The 21,000-acre ranch - roughly bounded by Woodmen Road on the north, Fontaine Boulevard on the south, Meridian Road on the east and Marksheffel Road - makes up most of the eastern one-third of the Springs, and has gone through several ownership changes since it was annexed by the city in 1988. After the bankruptcy of the ranch's former owners in 2010, the property was sold at auction in two large pieces.
Denver-based Oakwood Homes owns 2,600 acres on the ranch's far north side, which it bought in 2012 from a bank that had loaned money to the ranch's previous owners. Oakwood is developing home sites southeast of Woodmen and Marksheffel roads.
But the lion's share of the ranch was bought by Ultra for $20 million. Ultra planned to drill for oil on the land, but said last year it was walking away from the property and putting it up for sale because of disappointing results in its testing for oil elsewhere in El Paso County.

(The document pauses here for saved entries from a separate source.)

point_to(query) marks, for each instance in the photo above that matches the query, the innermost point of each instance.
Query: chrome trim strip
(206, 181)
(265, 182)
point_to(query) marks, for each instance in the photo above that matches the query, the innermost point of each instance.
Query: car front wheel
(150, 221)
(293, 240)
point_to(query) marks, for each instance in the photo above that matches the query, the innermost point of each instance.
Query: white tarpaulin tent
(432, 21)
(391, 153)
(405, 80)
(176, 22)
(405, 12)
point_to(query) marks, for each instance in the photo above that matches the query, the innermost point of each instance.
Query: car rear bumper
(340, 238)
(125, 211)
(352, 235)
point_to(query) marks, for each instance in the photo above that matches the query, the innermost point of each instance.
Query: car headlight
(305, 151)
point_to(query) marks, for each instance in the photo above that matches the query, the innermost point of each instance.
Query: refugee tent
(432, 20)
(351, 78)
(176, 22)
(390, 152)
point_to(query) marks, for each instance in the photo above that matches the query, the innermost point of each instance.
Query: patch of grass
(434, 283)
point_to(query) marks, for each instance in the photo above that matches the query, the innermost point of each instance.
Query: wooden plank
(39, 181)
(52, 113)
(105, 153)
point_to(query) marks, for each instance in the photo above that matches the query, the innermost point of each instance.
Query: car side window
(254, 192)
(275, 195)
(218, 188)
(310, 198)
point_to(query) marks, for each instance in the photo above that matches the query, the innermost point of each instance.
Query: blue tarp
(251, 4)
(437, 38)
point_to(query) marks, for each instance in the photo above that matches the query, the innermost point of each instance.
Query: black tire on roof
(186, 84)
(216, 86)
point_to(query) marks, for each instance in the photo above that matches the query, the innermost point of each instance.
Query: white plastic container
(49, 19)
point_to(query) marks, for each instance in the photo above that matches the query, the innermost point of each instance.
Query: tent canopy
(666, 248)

Nor'wood didn't disclose its plans for the property, but its statement hints at multiple uses.
"The acquisition of Banning Lewis Ranch, under a fiscally viable and responsible land-use strategy blending residential, commercial, and industrial development interests together with preservation and conservation interests in beneficial ways, will significantly enhance our region's opportunities for long-term prosperity and improve our region's quality of life for all citizens."
The statement adds even more references about the environmental aspects of the property - which has gone largely undeveloped since its annexation. Because land is a "non-renewable resource," it "demands thoughtful, careful and long-term stewardship," Nor'wood said in the statement.
"Planning for our community's suburban growth must be thoughtful and deliberate," the company said. "Our region must optimize existing utility, transportation and communication infrastructure and encourage infill development and re-development of existing areas as well as integrating new suburban areas into the broader community.
Nor'wood said its due diligence period will be lengthy and it won't issue its "next public update" until it acquires the property.
"There are many complicated issues as well as numerous unknown conditions that need to be evaluated," Nor'wood said.
The deal - assuming it goes forward - would be significant because it would be the first time in 50 years that a local company would own the Banning Lewis Ranch.
Nor'wood has a track record of large-scale development in the Pikes Peak region. Its projects include the First & Main Town Center, InterQuest Marketplace and other shopping centers; the Nor'wood and Wolf Ranch residential communities that cover thousands of acres on the Springs' northeast side; the Powers Autopark; the Plaza of the Rockies south tower in downtown; and several apartment complexes.
Les Gruen of the Urban Strategies planning firm in the Springs said Nor'wood officials probably see the development of Banning Lewis as a potential legacy project for their company. Nor'wood is headed by chairman David Jenkins; his son and company president, Chris Jenkins; and several veteran members of the Springs real estate community.
Nor'wood officials have had "a strong stake in doing things right and have been doing their best to make things happen during the time they've been acquiring land and developing it no matter what part of town it's been in," said Gruen, who worked for Mobil Oil in the early 1980s when a Mobil subsidiary owned the ranch.
But several questions remain about Nor'wood's purchase.
When the property was annexed in 1988, there was an agreement between the city and the owners that spelled out how it would be developed. That agreement remains in effect, although several local real estate experts have said it's out of date. It's unknown if Nor'wood's purchase of the ranch is contingent on the City Council amending the agreement.